I prefer this look Suzi! You did a great job


----------



## HavaneseSoon (Nov 4, 2008)

You did a great job! When I was cutting the bangs on my boys and if any loose strands of hair happen to shake into their eyes, those hairs got trimmed also.


----------



## jabojenny (Sep 18, 2011)

They are such cure girlies!!! I wish I could do such a good job grooming. Zoey looks a lot like Tim. So funny I just had Timmy at the groomer today and asked her to give his face a trim. I'll post in another thread but I'm really happy with how things turned out.


----------



## Atticus (May 17, 2011)

wow I think they look great and so cute in the chairs good pics!!!


----------



## Suzi (Oct 27, 2010)

I have been getting the nerve up to do a Tim cut and its getting close! It would be fun to put their pictures up side by side.


----------



## Suzi (Oct 27, 2010)

motherslittlehelper said:


> Good job, Suzi! I like to see Finn's eyes too, but he won't keep a topknot in and he has weird hair on his head. I would like to cut on it but I am afraid I will make him look really dorky!


 Linda I think you should try for fun. It does grow back!


----------



## RickR (Feb 15, 2007)

Great job Suzi.


----------



## Beau's mom (Oct 6, 2011)

Well done, Suzi!! They both look wonderful!!


----------



## Tuss (Apr 22, 2012)

They look great Suzi! Maybe you have a calling as a dog groomer! They look better than most cuts that i see done by professional groomers! Have you considered doing a grooming course?


----------



## krandall (Jun 11, 2009)

Tuss said:


> They look great Suzi! Maybe you have a calling as a dog groomer! They look better than most cuts that i see done by professional groomers! Have you considered doing a grooming course?

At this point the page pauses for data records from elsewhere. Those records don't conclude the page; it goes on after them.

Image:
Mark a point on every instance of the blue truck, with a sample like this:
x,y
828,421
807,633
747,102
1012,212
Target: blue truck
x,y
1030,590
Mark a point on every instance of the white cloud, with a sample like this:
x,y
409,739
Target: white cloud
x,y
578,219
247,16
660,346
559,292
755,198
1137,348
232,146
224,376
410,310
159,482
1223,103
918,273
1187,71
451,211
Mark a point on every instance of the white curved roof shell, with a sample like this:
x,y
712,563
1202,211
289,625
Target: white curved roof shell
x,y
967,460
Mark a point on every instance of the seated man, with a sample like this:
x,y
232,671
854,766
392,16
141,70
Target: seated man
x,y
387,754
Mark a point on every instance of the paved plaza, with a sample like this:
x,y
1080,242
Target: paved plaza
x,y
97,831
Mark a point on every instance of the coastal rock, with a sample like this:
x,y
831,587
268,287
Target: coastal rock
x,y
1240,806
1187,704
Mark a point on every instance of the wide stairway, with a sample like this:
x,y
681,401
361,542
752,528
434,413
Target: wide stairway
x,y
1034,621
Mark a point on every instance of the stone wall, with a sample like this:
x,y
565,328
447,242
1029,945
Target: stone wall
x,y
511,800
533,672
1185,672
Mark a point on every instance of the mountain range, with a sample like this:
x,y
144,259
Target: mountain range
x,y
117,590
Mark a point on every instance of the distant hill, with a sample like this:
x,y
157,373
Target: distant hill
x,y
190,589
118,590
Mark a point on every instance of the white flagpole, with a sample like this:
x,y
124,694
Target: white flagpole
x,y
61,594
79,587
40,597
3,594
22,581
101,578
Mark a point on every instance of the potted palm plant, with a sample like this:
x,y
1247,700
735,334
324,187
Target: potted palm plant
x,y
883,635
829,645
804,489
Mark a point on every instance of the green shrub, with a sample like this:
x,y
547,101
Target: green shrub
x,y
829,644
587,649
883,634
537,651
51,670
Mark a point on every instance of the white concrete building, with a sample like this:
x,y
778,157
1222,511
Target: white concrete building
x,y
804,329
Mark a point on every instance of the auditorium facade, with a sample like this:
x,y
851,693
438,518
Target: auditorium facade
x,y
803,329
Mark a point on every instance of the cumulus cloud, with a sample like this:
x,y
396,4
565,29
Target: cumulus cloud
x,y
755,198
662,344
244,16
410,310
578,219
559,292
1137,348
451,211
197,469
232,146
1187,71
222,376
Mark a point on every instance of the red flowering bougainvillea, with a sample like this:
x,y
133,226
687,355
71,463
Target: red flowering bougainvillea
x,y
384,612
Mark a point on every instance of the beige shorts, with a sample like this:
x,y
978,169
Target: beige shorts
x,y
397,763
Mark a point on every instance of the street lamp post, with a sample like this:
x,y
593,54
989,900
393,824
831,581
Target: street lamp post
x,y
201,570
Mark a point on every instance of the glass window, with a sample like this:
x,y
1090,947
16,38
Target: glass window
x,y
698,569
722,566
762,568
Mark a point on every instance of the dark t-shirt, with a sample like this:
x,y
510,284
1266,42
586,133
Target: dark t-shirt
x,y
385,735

I agree! She's really got talent!!!


----------



## Kathie (Jul 31, 2008)

Looks great, Suzi! I agree - you need to take a grooming course and get a job as a groomer!


----------



## Suzi (Oct 27, 2010)

Thanks I have thought about it. My big problem is if a dog is mean I get scared and they can sense it. I used to love riding horses until one almost killed me. Now even the gentlest of a horse can sense my fear and puts his ears back. It would be nice if there were people like you guys around and just do sweet nice small dogs out of my home.


----------